The chief of police in the city where the released sex offender will be residing chooses to host a community notification meeting or to post information on a web site to inform and educate the public. Residents are encouraged to periodically search the internet to determine if any sex offenders live in their area, however the vast majority of those who sexually offend are not listed in a sex offender registry. Most often, they are known to families or communities and may not have been reported or convicted of previous crimes.
The offender was found guilty or plead guilty to the sex offense for which they were charged. When an offender is released from prison, they often return to the same residence they lived in when the crime was committed because of family support structures and/or a family member’s offer of a home to live in. Once an offender has completed their sentence the state does not necessarily have any control over where they choose to live. Currently, the State of Minnesota does not have residency restriction laws enacted and although research on this issue is limited, their has been little evidence thus far that suggests that such legislation would be effective at enhancing community safety.
When sex offenders with specific convictions are released from prison they are assigned a risk level through an End of Confinement Review Committee (ECRC). The assigned risk level is based on a series of assessments which attempt to predict their likelihood to reoffend. The public is notified if a Level 3 sex offender (higher risk and most likely to reoffend) moves into their area. If a Level 2 sex offender moves into the area, only organizations that have direct involvement with children are notified (schools, daycares or groups dealing with victims of sexual abuse).
Law enforcement does not have a legal obligation to inform residents if an offender relocates to another community; however, the Minnesota Department of Corrections maintains a public website that can identify if a Level 3 sex offender is currently living in a specific geographic region.
In Minnesota, there are sentencing guidelines that judges must adhere to when sentencing a convicted sex offender. After the sex offender has completed all or most of their prison time, they must be released into the community for a second chance. Research shows that less than 10 percent of released, convicted sex offenders in Minnesota will be convicted of another sexual offense and that a good support system will help improve their chances of a healthy reentry into society (stable home, job and network of acquaintances).
Minnesota does not have residency restriction laws; there is no hard-and-fast rule about where sex offenders can live once they’re released. However, the committee that assigns risk levels to offenders being released can require offenders on a case-by-case basis to have no contact with children, refrain from using social networking sites, or other restrictions, depending on that offender’s history.

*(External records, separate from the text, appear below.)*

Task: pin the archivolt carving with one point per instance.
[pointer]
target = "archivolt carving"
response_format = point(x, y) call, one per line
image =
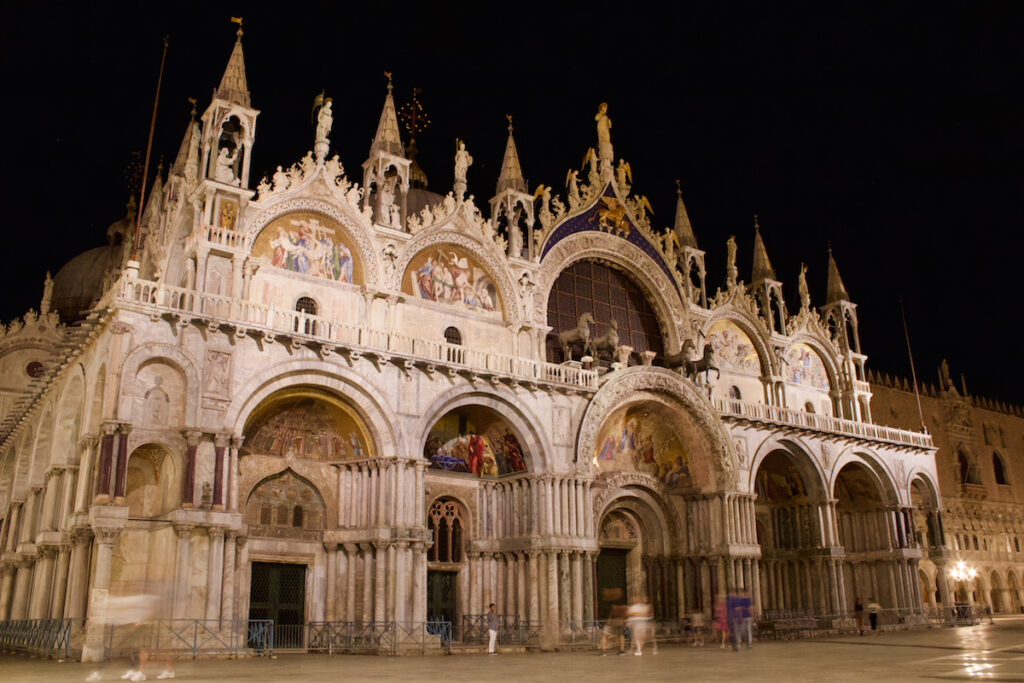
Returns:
point(495, 267)
point(755, 330)
point(353, 230)
point(626, 383)
point(663, 292)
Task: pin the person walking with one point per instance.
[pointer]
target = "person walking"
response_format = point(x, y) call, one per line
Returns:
point(872, 612)
point(721, 620)
point(858, 613)
point(492, 629)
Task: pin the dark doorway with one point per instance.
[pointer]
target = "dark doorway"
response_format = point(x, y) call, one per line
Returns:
point(610, 581)
point(440, 596)
point(279, 592)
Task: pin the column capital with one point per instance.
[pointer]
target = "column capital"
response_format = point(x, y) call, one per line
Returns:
point(105, 536)
point(182, 529)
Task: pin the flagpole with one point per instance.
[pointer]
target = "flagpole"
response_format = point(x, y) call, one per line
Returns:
point(913, 374)
point(148, 150)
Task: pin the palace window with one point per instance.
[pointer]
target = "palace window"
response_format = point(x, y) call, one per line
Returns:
point(445, 524)
point(1000, 470)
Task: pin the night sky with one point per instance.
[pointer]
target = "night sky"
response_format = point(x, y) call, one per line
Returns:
point(894, 133)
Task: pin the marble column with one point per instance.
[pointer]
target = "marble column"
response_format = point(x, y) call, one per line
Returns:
point(188, 478)
point(96, 616)
point(380, 582)
point(122, 470)
point(215, 578)
point(227, 590)
point(182, 571)
point(42, 584)
point(7, 571)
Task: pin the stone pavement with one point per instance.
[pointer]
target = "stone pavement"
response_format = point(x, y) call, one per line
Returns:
point(988, 651)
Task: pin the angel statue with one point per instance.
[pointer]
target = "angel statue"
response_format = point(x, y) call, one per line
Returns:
point(462, 162)
point(604, 151)
point(805, 294)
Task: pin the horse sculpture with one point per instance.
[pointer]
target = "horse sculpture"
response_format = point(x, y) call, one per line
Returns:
point(606, 342)
point(579, 335)
point(692, 368)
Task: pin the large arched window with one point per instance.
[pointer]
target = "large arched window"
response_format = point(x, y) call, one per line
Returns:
point(444, 522)
point(590, 287)
point(999, 468)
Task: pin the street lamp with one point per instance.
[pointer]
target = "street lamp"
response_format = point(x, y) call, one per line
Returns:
point(963, 572)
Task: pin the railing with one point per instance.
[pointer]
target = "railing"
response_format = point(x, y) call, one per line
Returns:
point(221, 237)
point(155, 297)
point(187, 637)
point(42, 637)
point(785, 416)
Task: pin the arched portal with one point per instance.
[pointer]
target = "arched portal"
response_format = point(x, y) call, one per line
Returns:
point(796, 574)
point(867, 531)
point(474, 439)
point(632, 561)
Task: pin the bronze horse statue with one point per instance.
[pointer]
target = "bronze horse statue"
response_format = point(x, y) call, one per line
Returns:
point(606, 342)
point(579, 335)
point(693, 368)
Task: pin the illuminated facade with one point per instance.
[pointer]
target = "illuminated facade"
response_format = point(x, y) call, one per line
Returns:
point(402, 409)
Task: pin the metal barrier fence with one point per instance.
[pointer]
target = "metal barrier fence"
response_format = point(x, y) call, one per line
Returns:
point(43, 637)
point(190, 637)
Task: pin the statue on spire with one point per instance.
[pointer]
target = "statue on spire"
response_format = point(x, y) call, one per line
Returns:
point(604, 151)
point(462, 163)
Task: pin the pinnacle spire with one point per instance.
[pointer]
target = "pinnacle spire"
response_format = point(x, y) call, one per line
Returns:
point(387, 137)
point(511, 174)
point(762, 264)
point(835, 290)
point(684, 230)
point(233, 86)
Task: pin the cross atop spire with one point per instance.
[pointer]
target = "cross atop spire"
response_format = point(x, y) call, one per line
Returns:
point(233, 86)
point(835, 290)
point(762, 264)
point(684, 230)
point(511, 174)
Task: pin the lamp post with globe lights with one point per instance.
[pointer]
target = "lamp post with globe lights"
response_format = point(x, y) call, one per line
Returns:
point(962, 572)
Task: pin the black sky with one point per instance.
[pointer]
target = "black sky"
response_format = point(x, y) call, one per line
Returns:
point(892, 132)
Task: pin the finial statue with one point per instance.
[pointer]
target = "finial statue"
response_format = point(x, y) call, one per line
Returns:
point(463, 161)
point(604, 151)
point(805, 294)
point(44, 304)
point(224, 169)
point(730, 262)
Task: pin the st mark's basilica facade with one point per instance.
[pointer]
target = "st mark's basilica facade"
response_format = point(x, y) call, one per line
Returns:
point(376, 399)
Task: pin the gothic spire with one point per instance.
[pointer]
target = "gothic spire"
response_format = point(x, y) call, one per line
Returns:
point(511, 175)
point(836, 290)
point(387, 137)
point(684, 230)
point(762, 264)
point(233, 87)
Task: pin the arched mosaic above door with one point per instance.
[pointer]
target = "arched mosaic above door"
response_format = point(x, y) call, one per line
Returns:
point(640, 438)
point(306, 423)
point(475, 440)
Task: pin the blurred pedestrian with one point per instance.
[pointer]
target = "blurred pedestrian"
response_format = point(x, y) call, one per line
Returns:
point(613, 628)
point(696, 629)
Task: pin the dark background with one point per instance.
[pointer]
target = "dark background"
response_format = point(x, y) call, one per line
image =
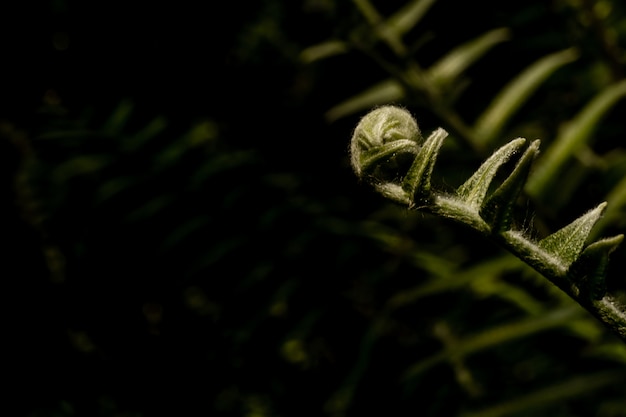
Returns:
point(238, 270)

There is a continuum of sex offenders, approximately half of them being adults with the other half juveniles. There is no “one size fits all”, as often portrayed in the media. Sex offenders commit a wide range of offenses, sometimes once and sometimes many times. Most sexual offenses are coercive or enticing by nature while fewer are more violent or heinous in many respects. The vast majority of sexual crimes are first time offenders and may be someone the victim cares about which is why the majority of sex crimes are never reported. Because the media is more likely to cover the more heinous and violent crimes, the public often assumes these are “the norm” when they are not. With nearly half of all offenders being juveniles, we must get to the root causes of sexual violence in an effort to help our young people. Otherwise, we are not getting to the source of the problem to reduce the number of offenses long term. Trying to punish our way out of this problem, will simply not work.
Those least likely to sexually offend are complete strangers to the victim, contrary to public beliefs. Most often, the sexual perpetrator is a known, trusted person to the family, the victim, the neighborhood or the community or workplace.
If you suspect that the offender has committed a crime call law enforcement (911). If you observe the offender acting suspiciously, call law enforcement (911). Do not hesitate to call the police even if you are unsure as to the nature of their behavior. Ultimately, it is better to call police and let them evaluate if the offender is acting within the terms of their release.